On 24.1.2011, at 23.17, Sven Hartge wrote:
I take this thread and jump in, since we (TH Mittelhessen, Germany) are also investigating the move to Dovecot and we also have the same situation as Javier: Courier with Maildir and Bacula as backup solution, we even have about the same amount of mails in our system.
And I was also wondering which storage format to use: stay at Maildir (no need to worry about indexes, just restore straight to the users $HOME/Maildir and be done with it), use sdbox or use mdbox.
Probably a good idea to switch to Dovecot+Maildir first, and then when everything seems to be working fine switch to mdbox or sdbox.
"Expunging a message only decreases the message's refcount. The space is later freed in "purge" step. This is typically done in a nightly cronjob when there's less disk I/O activity. The purging first finds all files that have refcount=0 mails. Then it goes through each file and copies the refcount>0 mails to other mdbox files (to the same files as where newly saved messages would also go), updates the map index and finally deletes the original file."

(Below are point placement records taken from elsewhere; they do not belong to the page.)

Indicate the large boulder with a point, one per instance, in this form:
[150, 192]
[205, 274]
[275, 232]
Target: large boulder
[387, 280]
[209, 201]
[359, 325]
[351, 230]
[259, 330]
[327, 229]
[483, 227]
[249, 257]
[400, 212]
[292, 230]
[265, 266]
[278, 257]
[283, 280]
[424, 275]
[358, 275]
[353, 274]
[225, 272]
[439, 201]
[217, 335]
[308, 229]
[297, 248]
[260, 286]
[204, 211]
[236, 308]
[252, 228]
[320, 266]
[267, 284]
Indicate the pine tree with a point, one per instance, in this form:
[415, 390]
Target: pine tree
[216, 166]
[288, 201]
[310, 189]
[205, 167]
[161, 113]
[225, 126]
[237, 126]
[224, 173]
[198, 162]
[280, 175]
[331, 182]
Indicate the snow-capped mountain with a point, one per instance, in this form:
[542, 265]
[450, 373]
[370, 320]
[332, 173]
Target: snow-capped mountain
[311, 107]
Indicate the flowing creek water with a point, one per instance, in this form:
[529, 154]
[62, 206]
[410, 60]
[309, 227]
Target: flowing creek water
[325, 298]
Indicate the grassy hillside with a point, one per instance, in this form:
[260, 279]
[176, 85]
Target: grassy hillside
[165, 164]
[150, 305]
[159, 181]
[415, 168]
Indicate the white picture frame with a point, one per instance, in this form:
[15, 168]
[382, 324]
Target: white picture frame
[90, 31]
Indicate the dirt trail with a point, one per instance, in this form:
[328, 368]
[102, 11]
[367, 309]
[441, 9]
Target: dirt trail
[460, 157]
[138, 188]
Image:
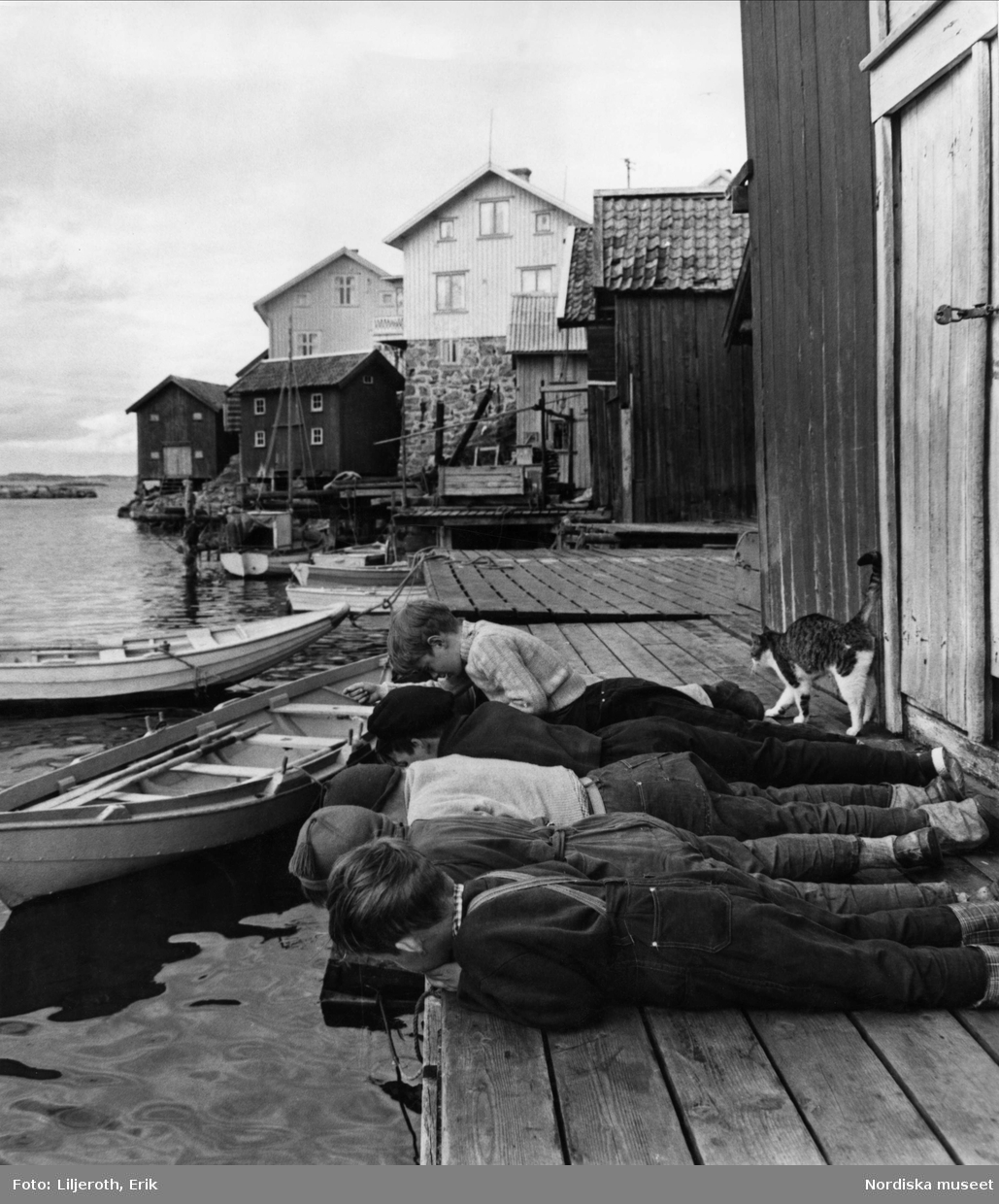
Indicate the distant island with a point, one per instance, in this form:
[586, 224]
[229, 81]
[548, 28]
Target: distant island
[15, 485]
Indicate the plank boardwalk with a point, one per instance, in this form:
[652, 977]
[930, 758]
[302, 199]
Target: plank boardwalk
[724, 1087]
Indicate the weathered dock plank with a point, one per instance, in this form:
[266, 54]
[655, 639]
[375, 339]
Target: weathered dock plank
[614, 1104]
[496, 1100]
[734, 1105]
[854, 1108]
[948, 1075]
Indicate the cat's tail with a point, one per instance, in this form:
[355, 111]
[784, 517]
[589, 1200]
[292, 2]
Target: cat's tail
[873, 585]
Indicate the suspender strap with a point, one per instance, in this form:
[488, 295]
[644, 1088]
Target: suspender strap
[526, 882]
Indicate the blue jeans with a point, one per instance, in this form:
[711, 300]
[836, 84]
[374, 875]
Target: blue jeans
[673, 787]
[714, 939]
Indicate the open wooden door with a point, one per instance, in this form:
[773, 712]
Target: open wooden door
[933, 95]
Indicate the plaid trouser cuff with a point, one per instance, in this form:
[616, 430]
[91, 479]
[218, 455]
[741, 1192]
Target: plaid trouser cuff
[990, 997]
[979, 922]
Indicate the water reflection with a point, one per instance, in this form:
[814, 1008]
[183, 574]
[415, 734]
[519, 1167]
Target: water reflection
[93, 952]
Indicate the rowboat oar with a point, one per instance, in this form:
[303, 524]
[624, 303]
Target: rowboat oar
[139, 769]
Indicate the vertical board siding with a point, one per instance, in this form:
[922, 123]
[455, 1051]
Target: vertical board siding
[944, 235]
[812, 219]
[694, 455]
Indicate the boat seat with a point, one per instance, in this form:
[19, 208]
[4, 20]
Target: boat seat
[346, 711]
[221, 771]
[296, 742]
[201, 640]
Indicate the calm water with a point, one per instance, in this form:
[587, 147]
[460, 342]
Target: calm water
[171, 1017]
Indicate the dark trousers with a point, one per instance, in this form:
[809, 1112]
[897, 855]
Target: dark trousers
[621, 700]
[673, 788]
[721, 942]
[773, 761]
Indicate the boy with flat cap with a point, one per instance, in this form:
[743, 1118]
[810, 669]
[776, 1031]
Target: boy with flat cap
[551, 948]
[413, 723]
[677, 788]
[623, 846]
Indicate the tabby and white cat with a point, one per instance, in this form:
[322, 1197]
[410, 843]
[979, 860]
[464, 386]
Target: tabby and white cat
[816, 645]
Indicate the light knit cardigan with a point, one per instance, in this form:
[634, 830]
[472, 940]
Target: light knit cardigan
[512, 666]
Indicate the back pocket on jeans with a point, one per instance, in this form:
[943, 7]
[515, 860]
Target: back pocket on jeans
[691, 916]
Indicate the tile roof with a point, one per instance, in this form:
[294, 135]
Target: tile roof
[310, 371]
[211, 395]
[658, 240]
[533, 327]
[581, 304]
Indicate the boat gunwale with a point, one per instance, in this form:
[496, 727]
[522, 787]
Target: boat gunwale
[47, 786]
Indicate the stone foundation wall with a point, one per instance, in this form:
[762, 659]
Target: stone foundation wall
[482, 361]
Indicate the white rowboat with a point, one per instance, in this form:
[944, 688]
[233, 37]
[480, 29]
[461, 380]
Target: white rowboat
[159, 662]
[245, 768]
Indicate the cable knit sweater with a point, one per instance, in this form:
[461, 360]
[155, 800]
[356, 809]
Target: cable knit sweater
[512, 666]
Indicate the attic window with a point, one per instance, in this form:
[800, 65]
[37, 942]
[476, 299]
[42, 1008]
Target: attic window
[536, 280]
[493, 218]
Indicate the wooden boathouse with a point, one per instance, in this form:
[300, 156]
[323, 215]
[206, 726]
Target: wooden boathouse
[658, 1087]
[872, 135]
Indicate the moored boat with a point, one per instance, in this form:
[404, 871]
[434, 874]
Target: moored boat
[246, 768]
[370, 603]
[158, 662]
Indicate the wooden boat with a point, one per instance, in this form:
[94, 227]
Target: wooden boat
[276, 550]
[242, 769]
[160, 662]
[327, 571]
[365, 602]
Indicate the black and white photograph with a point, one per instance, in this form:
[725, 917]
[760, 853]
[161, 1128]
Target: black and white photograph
[498, 597]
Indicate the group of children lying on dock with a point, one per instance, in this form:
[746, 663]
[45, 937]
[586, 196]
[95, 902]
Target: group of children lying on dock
[566, 846]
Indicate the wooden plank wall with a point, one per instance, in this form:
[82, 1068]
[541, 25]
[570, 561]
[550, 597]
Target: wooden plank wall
[692, 407]
[812, 221]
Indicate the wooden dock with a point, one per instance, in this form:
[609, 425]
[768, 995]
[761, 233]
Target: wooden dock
[723, 1087]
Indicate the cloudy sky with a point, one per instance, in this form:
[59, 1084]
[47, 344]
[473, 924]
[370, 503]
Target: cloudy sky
[166, 163]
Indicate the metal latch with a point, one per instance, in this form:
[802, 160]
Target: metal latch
[948, 314]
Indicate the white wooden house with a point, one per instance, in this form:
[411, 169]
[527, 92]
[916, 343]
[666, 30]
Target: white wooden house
[342, 304]
[467, 254]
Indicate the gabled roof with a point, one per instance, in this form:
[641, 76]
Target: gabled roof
[398, 236]
[661, 239]
[581, 302]
[533, 329]
[211, 395]
[313, 371]
[316, 267]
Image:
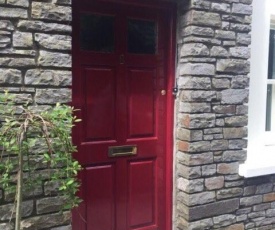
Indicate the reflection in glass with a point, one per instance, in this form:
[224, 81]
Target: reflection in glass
[271, 60]
[270, 108]
[141, 36]
[97, 33]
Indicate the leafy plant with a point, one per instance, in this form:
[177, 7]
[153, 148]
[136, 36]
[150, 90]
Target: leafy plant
[21, 164]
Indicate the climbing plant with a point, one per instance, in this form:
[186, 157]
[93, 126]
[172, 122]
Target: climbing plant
[21, 131]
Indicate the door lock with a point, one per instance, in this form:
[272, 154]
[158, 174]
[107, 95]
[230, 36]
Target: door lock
[121, 59]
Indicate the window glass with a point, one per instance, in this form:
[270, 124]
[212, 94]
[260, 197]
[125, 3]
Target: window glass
[142, 36]
[97, 33]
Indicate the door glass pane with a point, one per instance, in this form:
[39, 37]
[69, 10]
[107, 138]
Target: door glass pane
[270, 108]
[271, 59]
[142, 36]
[97, 33]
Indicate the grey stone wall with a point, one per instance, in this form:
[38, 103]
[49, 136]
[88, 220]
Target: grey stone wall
[35, 65]
[213, 78]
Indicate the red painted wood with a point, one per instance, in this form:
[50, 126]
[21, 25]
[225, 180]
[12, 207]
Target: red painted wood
[100, 197]
[141, 93]
[99, 88]
[142, 208]
[121, 104]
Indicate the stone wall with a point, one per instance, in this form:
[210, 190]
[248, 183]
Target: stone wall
[213, 40]
[213, 68]
[35, 65]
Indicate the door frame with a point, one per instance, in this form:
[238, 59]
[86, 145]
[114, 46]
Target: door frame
[78, 222]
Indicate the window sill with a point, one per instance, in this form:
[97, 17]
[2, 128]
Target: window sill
[260, 161]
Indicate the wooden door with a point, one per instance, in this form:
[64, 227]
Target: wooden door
[120, 85]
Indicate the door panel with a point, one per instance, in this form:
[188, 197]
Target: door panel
[120, 68]
[99, 90]
[141, 108]
[141, 207]
[101, 200]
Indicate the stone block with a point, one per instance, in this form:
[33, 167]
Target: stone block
[218, 51]
[198, 95]
[221, 83]
[54, 42]
[10, 76]
[188, 172]
[239, 82]
[200, 198]
[264, 188]
[233, 66]
[213, 209]
[221, 7]
[243, 39]
[194, 82]
[198, 30]
[43, 10]
[214, 183]
[224, 109]
[197, 159]
[239, 8]
[202, 18]
[6, 25]
[234, 96]
[269, 197]
[8, 12]
[16, 62]
[224, 220]
[192, 147]
[49, 204]
[201, 224]
[209, 170]
[228, 168]
[252, 200]
[237, 155]
[240, 27]
[224, 34]
[219, 145]
[200, 4]
[235, 227]
[194, 49]
[21, 3]
[198, 121]
[48, 77]
[197, 69]
[33, 25]
[4, 41]
[229, 193]
[22, 40]
[189, 107]
[240, 52]
[46, 221]
[52, 96]
[235, 133]
[53, 59]
[190, 186]
[7, 226]
[7, 210]
[68, 227]
[190, 135]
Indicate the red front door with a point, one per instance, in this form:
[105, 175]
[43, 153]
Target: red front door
[120, 83]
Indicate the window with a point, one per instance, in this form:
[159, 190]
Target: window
[261, 107]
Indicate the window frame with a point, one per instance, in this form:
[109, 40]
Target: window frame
[260, 152]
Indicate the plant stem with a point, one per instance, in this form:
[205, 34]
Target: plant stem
[19, 185]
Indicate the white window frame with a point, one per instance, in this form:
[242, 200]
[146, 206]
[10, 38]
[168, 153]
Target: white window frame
[261, 144]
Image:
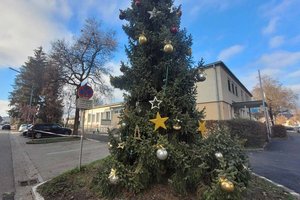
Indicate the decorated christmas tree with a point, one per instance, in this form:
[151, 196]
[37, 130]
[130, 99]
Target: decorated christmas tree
[162, 136]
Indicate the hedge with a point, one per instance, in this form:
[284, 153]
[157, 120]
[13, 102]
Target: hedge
[254, 133]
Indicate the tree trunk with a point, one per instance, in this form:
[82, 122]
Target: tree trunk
[76, 122]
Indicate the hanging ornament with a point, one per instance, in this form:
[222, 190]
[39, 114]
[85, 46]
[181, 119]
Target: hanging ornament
[161, 154]
[121, 145]
[189, 52]
[153, 13]
[219, 155]
[172, 9]
[159, 122]
[137, 134]
[122, 15]
[113, 178]
[226, 185]
[109, 145]
[179, 12]
[174, 29]
[137, 3]
[155, 103]
[202, 129]
[177, 126]
[168, 48]
[142, 39]
[138, 108]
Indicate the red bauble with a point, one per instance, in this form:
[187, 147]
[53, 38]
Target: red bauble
[174, 29]
[137, 2]
[179, 13]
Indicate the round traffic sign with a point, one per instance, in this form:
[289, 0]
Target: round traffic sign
[85, 91]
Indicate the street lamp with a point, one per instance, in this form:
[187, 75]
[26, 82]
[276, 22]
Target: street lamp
[31, 94]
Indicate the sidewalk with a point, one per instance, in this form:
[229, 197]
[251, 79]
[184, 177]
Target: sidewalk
[36, 163]
[280, 161]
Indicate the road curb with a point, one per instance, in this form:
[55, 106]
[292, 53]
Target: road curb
[35, 194]
[292, 192]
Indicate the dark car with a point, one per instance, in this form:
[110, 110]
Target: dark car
[6, 127]
[47, 130]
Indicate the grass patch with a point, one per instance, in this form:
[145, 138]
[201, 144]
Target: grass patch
[52, 140]
[78, 185]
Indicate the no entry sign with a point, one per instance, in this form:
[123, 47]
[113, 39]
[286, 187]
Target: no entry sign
[85, 91]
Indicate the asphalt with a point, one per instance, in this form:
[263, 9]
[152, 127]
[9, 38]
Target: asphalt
[280, 161]
[7, 187]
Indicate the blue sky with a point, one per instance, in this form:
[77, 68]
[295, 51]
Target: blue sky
[246, 35]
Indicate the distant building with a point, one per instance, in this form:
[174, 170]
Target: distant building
[101, 118]
[223, 95]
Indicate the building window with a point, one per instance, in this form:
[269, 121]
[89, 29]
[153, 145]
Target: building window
[89, 117]
[97, 117]
[242, 95]
[229, 85]
[105, 116]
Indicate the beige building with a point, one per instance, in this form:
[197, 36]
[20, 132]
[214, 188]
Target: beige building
[101, 118]
[222, 94]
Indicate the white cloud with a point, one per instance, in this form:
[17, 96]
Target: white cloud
[4, 108]
[271, 27]
[294, 74]
[276, 41]
[195, 8]
[229, 52]
[279, 59]
[296, 90]
[28, 24]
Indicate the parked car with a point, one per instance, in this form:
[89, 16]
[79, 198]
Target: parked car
[24, 127]
[24, 133]
[6, 127]
[47, 130]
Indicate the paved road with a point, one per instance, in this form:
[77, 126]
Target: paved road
[53, 159]
[280, 161]
[6, 164]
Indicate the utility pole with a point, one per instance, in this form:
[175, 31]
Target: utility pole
[264, 107]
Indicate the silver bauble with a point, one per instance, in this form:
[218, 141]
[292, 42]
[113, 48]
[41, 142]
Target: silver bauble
[200, 77]
[114, 179]
[162, 154]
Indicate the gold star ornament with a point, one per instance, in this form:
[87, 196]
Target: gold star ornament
[159, 121]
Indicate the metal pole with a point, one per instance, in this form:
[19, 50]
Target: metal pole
[264, 106]
[81, 137]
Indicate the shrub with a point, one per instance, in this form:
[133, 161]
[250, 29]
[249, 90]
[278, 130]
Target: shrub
[252, 132]
[279, 131]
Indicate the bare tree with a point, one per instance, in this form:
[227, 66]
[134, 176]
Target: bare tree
[278, 97]
[84, 59]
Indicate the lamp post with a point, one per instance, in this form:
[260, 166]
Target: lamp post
[31, 94]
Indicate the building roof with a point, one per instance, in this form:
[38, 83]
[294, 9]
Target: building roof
[113, 105]
[221, 64]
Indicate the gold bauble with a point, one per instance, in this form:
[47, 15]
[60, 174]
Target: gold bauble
[168, 48]
[142, 39]
[176, 126]
[189, 51]
[227, 186]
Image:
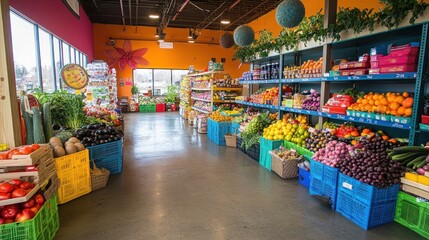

For example, we got m.1, m.2 and m.3 and all files have deleted mails in it. During expunge, all undeleted mails would go to m.4 and m.5 for example.
Typically only new messages are deleted, so typically it would be only m.3 file that had deleted mails.
Now Bacula backups the mailstorage and has 2 new files to backup and 3 old ones to "delete/forget" (using the accurate backup option).
Wouldn't this massivly increase the size of the backup because I end up backing many mails multiple times?
Yes, but if you use mdbox_rotate_interval=1d and run the purging before backups, I think there's a good chance that most of the backed up mails will be new files that bacula hasn't seen before.
I thought of limiting the amount of mails inside the mdbox to one, thus of course defeating the benefit of having multiple mails inside one file, but gaining a stable file name over the whole lifetime of a mail which will never change, even if the file is moved to a different folder or its state changes.
Then you'd want to use sdbox, but that won't decrease the backup time compared to maildir, since there's the same number of files.
Problem: I my end up with hundred thousands of m.* files inside a users storage area (Don't ask, we really have this kind of user. And no, there are uneducable about this.), even if the user neatly sorted them into different IMAP folders.
I don't really understand what you're trying to say with this. m.* files anyway aren't folder-specific, all of the user's mails are in the same m.* files. And users can't really affect how m.* files are created, other than deleting messages all around the mailbox.